Most applications need some form of access control, and implementing it well is deceptively complex. Who can see what? Who can edit? What about public visitors? Graymatter ships with a complete role-based permission system and a visual navigation manager that puts you in control of every layer of access, without touching code after initial setup.

The permission model is straightforward. Every content type in your application automatically generates four permissions: view, create, edit, and delete. These permissions are grouped into roles, and roles are assigned to users. The default installation seeds an admin role with full access and a basic user role, but you can create as many roles as you need. A content moderator who can edit but not delete. A contributor who can create but not manage users. A department head who can do everything within their section. Define the role, check the boxes, and the system enforces it everywhere.

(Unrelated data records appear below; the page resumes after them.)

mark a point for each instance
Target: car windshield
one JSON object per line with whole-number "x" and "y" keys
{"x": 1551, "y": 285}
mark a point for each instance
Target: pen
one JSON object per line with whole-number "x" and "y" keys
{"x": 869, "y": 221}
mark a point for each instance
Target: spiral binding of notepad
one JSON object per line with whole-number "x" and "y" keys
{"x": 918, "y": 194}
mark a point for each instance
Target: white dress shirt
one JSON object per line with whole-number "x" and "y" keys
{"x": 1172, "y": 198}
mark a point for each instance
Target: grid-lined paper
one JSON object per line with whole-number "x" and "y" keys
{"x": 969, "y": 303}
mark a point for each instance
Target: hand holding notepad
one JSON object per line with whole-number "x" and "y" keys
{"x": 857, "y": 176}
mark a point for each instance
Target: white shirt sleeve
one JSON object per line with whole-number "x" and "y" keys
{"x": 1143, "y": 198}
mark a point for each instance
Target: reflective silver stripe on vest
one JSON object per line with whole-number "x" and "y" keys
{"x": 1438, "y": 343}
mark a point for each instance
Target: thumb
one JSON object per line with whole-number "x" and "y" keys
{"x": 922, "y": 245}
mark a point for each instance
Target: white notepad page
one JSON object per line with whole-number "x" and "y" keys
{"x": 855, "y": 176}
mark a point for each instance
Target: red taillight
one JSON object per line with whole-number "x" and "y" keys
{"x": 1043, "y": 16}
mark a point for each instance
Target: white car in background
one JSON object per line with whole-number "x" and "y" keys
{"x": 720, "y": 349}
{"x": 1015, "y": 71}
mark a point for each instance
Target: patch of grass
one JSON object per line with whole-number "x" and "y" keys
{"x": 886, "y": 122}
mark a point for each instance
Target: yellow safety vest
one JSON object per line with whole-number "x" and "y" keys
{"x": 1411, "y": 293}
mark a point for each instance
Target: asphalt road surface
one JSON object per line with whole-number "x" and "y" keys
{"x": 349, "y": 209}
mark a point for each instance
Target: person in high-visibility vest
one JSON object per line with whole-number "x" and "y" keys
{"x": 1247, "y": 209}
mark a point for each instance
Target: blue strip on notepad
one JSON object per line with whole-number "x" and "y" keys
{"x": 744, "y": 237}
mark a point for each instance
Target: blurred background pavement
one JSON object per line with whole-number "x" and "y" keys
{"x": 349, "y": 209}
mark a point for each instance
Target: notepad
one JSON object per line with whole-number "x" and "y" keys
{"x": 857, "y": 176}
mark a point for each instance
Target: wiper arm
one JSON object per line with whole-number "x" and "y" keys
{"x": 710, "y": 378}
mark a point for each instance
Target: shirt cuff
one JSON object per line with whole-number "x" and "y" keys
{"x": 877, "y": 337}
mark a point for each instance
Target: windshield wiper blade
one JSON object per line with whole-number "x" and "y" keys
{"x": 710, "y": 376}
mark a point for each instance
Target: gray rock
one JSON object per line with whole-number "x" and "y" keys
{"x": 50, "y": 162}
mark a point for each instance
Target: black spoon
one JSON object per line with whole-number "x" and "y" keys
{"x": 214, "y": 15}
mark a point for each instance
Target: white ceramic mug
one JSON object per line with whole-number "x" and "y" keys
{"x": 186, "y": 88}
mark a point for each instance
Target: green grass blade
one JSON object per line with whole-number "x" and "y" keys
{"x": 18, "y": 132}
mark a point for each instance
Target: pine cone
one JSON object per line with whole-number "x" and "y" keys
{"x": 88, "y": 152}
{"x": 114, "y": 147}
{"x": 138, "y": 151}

Roles can also control who assigns them. This creates an assignment hierarchy that prevents privilege escalation. An admin can assign any role, but a team lead might only be able to assign the basic user role. This is particularly useful in organizations where account management is distributed across multiple people with different levels of trust.

The navigation manager is where access control becomes visual. Admins can configure the application's navigation at /settings/nav, adding, removing, and reordering menu items through a simple interface. Each item can be set as visible to specific roles, so users only see the parts of the application that are relevant to them.

One of the more powerful features is the built-in guest role. Checking "guest" on a navigation item makes its corresponding route and content accessible to unauthenticated visitors. This means you can selectively open parts of your application to the public - a portfolio, a knowledge base, a product catalog - without any code changes. Toggle it on from the nav manager, and the system handles route access and visibility automatically. Toggle it off, and that section is private again.

The whole system is trait-based, so extending it to your own models takes minimal effort. Add the Manageable trait to a new model, run a single artisan command, and its permissions are generated and available in the role editor. Built-in authorization helpers (canView() and canManage()) work immediately. No middleware to write, no policy classes to create, no gate definitions to register. The pattern is consistent across every model in the application, which means the access control for your custom content types works exactly the same way.